I recently purchased the buyers swing away low profile tailgate spreader frpm angelos supply(online store). If I had to do it again I would buy the smaller one that fits in the 2" hitch. I already own an old grotech that fits in the receiver and it works great. The low profile swing away is huge. I know you can buy a new buyers and 2'receiver adapter for around 1,000.00 new. To mount the swing away firmly there is no way around the holes unless your into welding and big time fabrication. I think you will find that any swing away can't be swung while loaded. I was in the same delima about what to do with my snowthrower. My solution was a second truck. I pay the driver $25.00 per hour, he uses the snowthrower and there is also a plow on it. This also allowed me to take on more jobs. Note the smaller grotech I can put on and take off myself, the swing away takes two people.


----------



## Plow Meister (Oct 16, 2001)

I just built a custom swing away for a new Western low profile single stage (model 2000).
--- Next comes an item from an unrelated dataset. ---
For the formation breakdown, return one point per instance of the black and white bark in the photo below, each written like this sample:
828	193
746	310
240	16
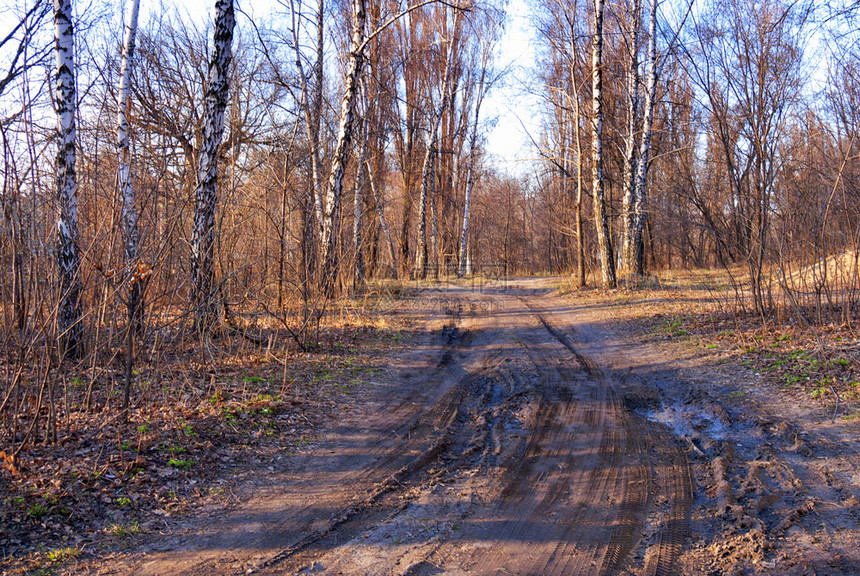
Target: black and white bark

Since I already have a Titan Class 5 hitch with a 2 1/2" reciever I made a swing away mount that slides into it. A huge butterfly anchor holds the unit in place and the pivot is made out of a Jeep shackle and urethane bushings. I bent a 2" X 1/4" piece of steel and welded it on to act as a ramp so when I close the spreader up it all lines up perfectly every time. I took it down some bumpy roads and it hardly budged a fraction.

I will take pics of it as soon as I clean the welds up a bit and get it powder coated.


----------